If you love these simple fat-blasting and toning moves, don't forget to check out Kirsch’s 5-minute videos on the new YouTube channel Look TV, a new fashion and beauty channel on YouTube in partnership with the creators of Project Runway.
Heidi Klum's Legs
Engage your abs, and stand with your legs shoulder-width apart. Lift your right leg from the knee and move your leg in a circular roundhouse (kick your leg in front of you, sweeping it from the left out to the right). Land out to the side, wider than you started, and immediately squat down. As you stand up, lift your right leg and kick out to the side, leading with your heel. (Each part of the move should flow smoothly into the next. There are no breaks in a sumo lunge!) Do 15 reps with each leg.

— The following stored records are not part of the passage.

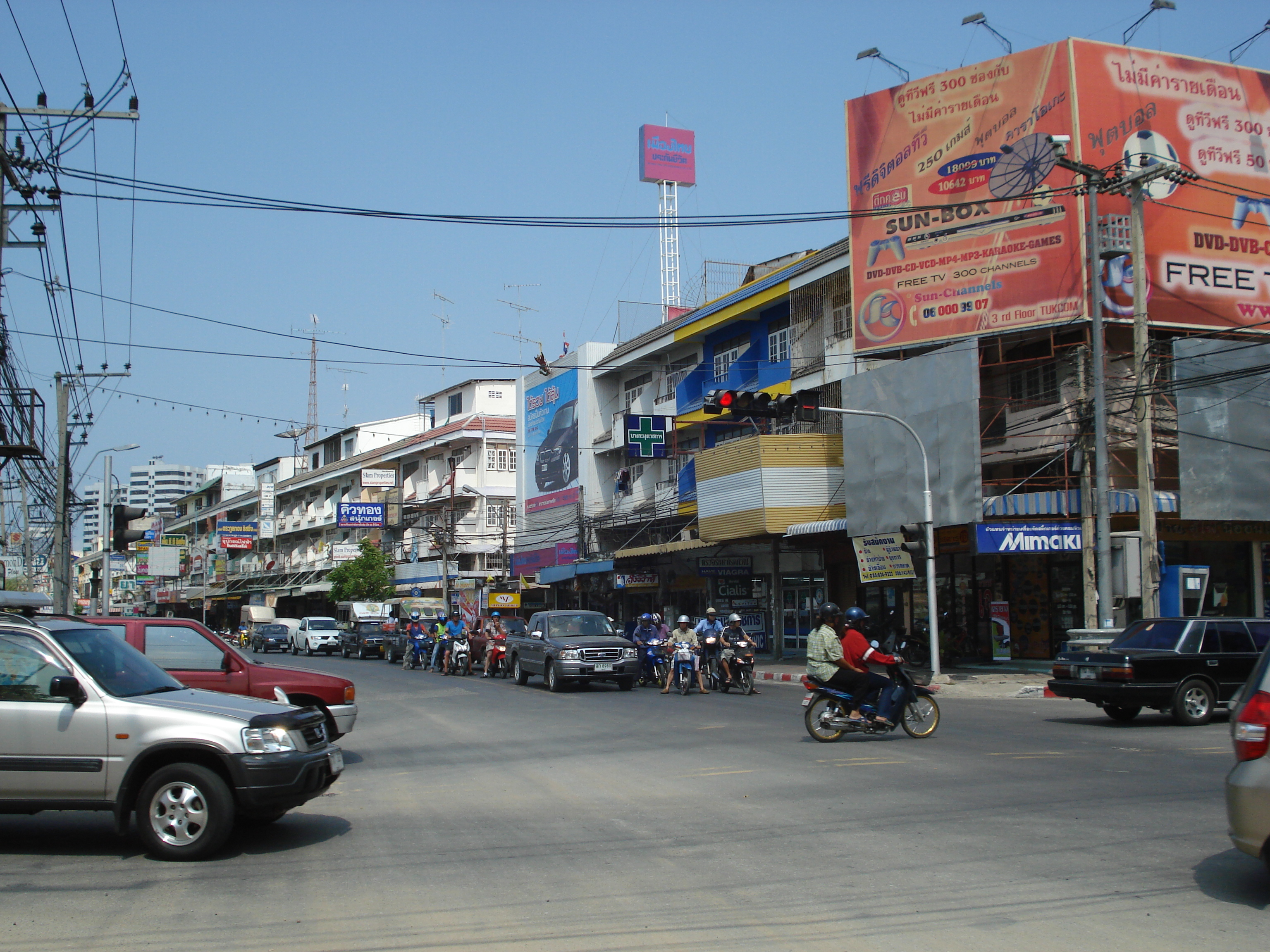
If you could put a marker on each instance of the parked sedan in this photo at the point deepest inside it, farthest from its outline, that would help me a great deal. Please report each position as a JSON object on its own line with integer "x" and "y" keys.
{"x": 1186, "y": 667}
{"x": 270, "y": 638}
{"x": 1248, "y": 786}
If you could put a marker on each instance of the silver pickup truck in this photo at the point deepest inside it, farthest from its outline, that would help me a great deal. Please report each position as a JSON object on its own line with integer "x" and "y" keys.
{"x": 571, "y": 647}
{"x": 89, "y": 723}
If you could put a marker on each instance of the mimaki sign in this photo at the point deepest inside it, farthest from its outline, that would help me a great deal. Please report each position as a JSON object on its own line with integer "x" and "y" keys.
{"x": 1030, "y": 537}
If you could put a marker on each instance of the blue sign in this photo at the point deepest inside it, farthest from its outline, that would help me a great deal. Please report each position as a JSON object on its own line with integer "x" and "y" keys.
{"x": 1015, "y": 537}
{"x": 647, "y": 437}
{"x": 360, "y": 516}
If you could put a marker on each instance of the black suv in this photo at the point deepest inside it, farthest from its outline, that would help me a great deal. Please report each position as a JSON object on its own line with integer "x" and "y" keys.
{"x": 364, "y": 639}
{"x": 572, "y": 647}
{"x": 1186, "y": 667}
{"x": 557, "y": 462}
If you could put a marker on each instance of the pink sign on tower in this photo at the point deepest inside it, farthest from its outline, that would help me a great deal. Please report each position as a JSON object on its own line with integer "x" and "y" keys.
{"x": 667, "y": 155}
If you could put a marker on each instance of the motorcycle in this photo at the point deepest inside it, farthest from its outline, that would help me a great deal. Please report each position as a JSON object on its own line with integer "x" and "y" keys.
{"x": 742, "y": 667}
{"x": 827, "y": 715}
{"x": 684, "y": 671}
{"x": 418, "y": 653}
{"x": 460, "y": 655}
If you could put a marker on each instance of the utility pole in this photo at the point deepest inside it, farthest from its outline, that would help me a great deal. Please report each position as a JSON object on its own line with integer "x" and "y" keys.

Stand with your feet shoulder-width apart, holding a dumbbell in each hand, arms at your sides. Take a large step diagonally forward with your right foot, planting your foot at the 11 o'clock position. Sink down until your thighs form right angles while curling the dumbbells toward your upper arms. Stand up, lifting your right knee and bringing it in toward your chest as you lower your arms. Step your right leg back to an 8 o'clock position. As you sink down into the reverse lunge, complete another bicep curl. Repeat 15 times, then switch to the left leg.
Kerry Washington's Abs
Stability Ball Knee Tucks
Lie with on a stability ball with the fronts of your thighs or knees resting on the top and your hands on the floor and arms extended so you're in a plank position. Exhale and slowly bend your knees toward your chest, rolling the ball forward as your knees tuck under your torso and your hips lift toward the ceiling. Pause, then straighten your legs as you inhale and roll the ball back into plank position. Do 15 reps.
Faith Hill's Arms
Kneel on all fours with your knees under your hips and your hands under your chest. Extend your right arm and left leg, crawling forward, as Spiderman would crawl up a wall. Do an off-center push-up. Crawl forward with your left arm and right leg and perform another off-center push-up. Continue crawling and doing push-ups for 20 reps total.
Place your left foot on a bench, your left hand on your left knee. Hold a dumbbell in your right hand, palm facing in. Lean forward at the hips so your upper body is at a 45-degree angle to the floor. Bend your right elbow so your upper arm is parallel to the floor. Keeping your right elbow close to your waist and your upper arm still, lift your arm behind you until your entire arm is parallel to the floor and one end of the dumbbell points toward the floor. Slowly bend your arm to lower the weight. Switch to the left arm. Do 15 to 20 reps on each arm.
Heidi Klum's Tush
Grasp a medicine ball with both hands and extend your arms overhead. Squat, keeping your knees aligned with your toes and sticking your butt back as far as you can. Keep your core tight as you walk forward, pushing off through each heel. If you perform the move correctly, your butt and inner thighs will be on fire. Walk across the room in one direction, then reverse and walk backward. If your room is small, repeat crossing the room one time before moving on to 15 reps of jumping lunges.
Start with your feet wider than shoulder-width distance apart and turn your toes out. Keeping your weight in your heels and your knees turned out, squat down and then up. Do 15 to 20 reps.